Naked and alone he stood, surrounded by enemies, with stone walls all around him pressing close. The Rock, he knew. He could feel the immense weight of it above his head. He was home. He was home and whole. He held his right hand up and flexed his fingers to feel the strength in them. [...]

Around him stood a dozen tall dark figures in cowled robes that hid their faces. In their hands were spears. “Who are you?” he demanded of them. “What business do you have in Casterly Rock?” They gave no answer, only prodded him with the points of their spears. He had no choice but to descend. Down a twisting passageway he went, narrow steps carved from the living rock, down and down. I must go up, he told himself. Up, not down. Why am I going down? Below the earth his doom awaited, he knew with the certainty of dream; something dark and terrible lurked there, something that wanted him. [...]

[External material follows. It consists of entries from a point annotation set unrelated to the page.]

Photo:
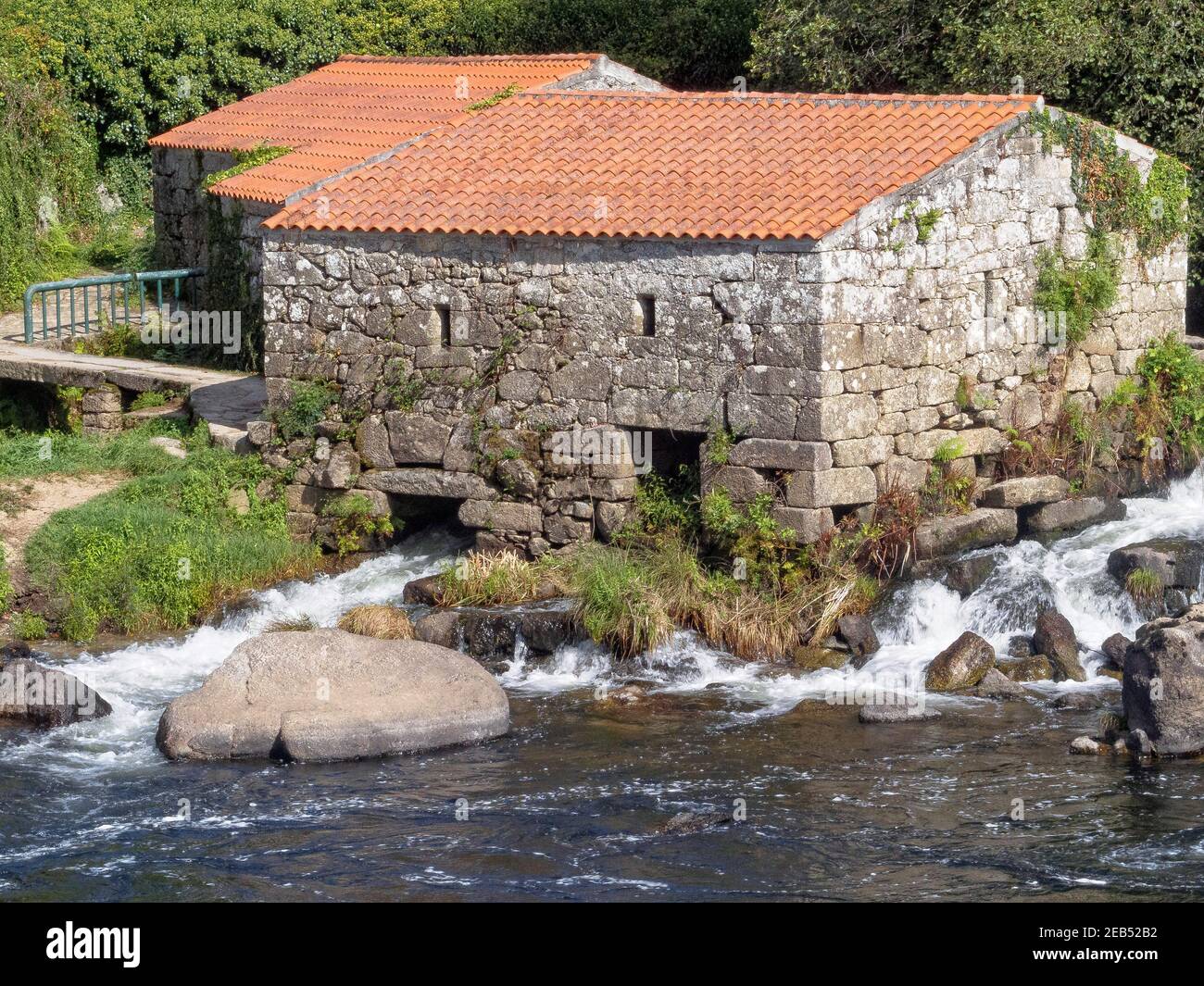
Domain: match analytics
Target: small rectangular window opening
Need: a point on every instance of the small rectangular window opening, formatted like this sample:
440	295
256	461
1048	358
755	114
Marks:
648	315
445	313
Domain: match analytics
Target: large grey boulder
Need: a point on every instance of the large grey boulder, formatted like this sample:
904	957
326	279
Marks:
1163	685
961	665
963	532
1026	492
35	694
1176	561
328	694
1055	638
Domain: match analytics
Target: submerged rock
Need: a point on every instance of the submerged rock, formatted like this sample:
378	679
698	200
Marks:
1114	650
896	712
1175	561
809	657
966	576
328	694
1035	668
1055	638
689	822
961	665
44	697
997	685
1163	686
858	631
490	634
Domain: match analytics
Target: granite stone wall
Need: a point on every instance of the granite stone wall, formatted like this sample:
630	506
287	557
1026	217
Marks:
182	212
468	365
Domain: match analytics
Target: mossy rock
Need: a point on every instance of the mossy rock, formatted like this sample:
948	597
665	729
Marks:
1035	668
815	657
384	622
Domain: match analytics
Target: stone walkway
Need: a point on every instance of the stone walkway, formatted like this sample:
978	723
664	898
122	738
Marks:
228	401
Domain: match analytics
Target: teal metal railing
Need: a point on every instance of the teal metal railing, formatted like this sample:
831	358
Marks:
85	296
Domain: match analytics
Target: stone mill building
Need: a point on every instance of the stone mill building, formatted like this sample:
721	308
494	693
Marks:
533	297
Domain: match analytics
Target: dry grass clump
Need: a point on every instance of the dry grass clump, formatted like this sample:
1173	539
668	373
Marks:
497	580
290	625
385	622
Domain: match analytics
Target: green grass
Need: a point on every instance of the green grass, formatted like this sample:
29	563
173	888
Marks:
28	456
29	626
1144	585
160	549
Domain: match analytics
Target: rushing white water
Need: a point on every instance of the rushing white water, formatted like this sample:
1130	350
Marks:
922	619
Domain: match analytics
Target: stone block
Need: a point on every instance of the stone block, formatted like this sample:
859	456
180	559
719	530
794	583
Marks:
775	454
846	416
1026	492
832	488
416	438
500	516
808	526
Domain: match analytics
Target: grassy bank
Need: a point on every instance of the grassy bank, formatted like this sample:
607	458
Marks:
733	574
179	538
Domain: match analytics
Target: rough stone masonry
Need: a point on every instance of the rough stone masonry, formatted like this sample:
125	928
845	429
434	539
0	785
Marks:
464	363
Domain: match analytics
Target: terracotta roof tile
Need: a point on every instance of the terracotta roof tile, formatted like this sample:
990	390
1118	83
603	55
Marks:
660	165
353	109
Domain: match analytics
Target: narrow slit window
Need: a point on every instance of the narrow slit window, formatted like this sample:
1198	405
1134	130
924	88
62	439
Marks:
648	315
445	315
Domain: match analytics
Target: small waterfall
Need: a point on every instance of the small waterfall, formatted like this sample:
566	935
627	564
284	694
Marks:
919	620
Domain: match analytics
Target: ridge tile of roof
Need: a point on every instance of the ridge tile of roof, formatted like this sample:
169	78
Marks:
771	167
354	108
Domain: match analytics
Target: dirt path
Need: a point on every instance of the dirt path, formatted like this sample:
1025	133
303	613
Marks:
25	505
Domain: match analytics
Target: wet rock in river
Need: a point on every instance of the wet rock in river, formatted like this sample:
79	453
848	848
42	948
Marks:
903	710
963	532
964	576
858	631
328	694
997	685
1055	638
961	665
1175	561
1020	646
44	697
1085	744
809	657
1163	686
424	592
689	822
1072	514
1035	668
1114	650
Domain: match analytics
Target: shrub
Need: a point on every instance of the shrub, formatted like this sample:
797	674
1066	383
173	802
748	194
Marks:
306	406
385	622
29	626
354	520
1144	585
495	580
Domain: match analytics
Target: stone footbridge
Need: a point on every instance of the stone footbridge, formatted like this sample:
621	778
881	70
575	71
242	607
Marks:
228	401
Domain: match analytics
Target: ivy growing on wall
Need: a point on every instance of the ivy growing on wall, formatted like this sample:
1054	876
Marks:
228	280
1112	196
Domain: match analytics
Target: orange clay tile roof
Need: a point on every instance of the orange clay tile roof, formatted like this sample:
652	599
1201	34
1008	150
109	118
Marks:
658	165
353	109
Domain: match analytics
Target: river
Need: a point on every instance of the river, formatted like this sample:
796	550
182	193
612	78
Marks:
983	803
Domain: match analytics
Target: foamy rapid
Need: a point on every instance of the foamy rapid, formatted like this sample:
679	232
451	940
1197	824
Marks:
920	620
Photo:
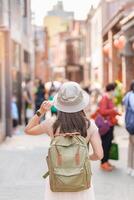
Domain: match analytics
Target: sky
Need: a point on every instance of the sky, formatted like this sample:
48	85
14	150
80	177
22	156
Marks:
80	8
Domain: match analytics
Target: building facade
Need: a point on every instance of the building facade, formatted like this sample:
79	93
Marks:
16	61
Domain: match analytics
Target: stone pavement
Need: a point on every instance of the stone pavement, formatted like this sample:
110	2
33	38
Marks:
22	163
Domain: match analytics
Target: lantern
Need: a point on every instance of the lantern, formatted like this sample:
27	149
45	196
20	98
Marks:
106	49
116	43
122	42
133	45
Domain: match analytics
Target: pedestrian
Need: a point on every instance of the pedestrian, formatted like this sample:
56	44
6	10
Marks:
70	122
39	95
52	93
28	103
15	114
107	109
128	101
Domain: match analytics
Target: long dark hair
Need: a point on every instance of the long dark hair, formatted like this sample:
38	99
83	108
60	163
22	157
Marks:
71	122
132	86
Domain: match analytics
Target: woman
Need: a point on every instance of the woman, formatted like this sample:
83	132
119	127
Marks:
129	102
108	110
70	102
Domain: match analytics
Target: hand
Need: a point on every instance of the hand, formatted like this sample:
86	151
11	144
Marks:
45	106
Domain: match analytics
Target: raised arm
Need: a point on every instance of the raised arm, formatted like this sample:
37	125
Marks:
96	143
34	127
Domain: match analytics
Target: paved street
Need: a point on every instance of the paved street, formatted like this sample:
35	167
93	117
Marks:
22	161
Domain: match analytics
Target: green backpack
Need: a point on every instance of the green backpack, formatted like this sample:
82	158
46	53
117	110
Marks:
68	163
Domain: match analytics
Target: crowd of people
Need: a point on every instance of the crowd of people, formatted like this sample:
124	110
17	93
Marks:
104	107
82	117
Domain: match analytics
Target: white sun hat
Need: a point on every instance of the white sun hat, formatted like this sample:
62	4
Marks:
71	98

The steps ended abruptly on echoing darkness. […] There were watery caverns deep below Casterly Rock, but this one was strange to him. “What place is this?” “Your place.” The voice echoed; it was a hundred voices, a thousand, the voices of all the Lannisters since Lann the Clever, who’d lived at the dawn of days. But most of all it was his father’s voice, and beside Lord Tywin stood his sister, pale and beautiful, a torch burning in her hand. Joffrey was there as well, the son they’d made together, and behind them a dozen more dark shapes with golden hair. “Sister, why has Father brought us here?” “Us? This is your place, Brother. This is your darkness.” Her torch was the only light in the cavern. Her torch was the only light in the world. She turned to go. “Stay with me,” Jaime pleaded. “Don’t leave me here alone.” But they were leaving. “Don’t leave me in the dark!” Something terrible lived down here. “Give me a sword, at least.” “I gave you a sword,” Lord Tywin said. It was at his feet. Jaime groped under the water until his hand closed upon the hilt. Nothing can hurt me so long as I have a sword. As he raised the sword a finger of pale flame flickered at the point and crept up along the edge, stopping a hand’s breath from the hilt. The fire took on the color of the steel itself so it burned with a silvery-blue light, and the gloom pulled back. [...]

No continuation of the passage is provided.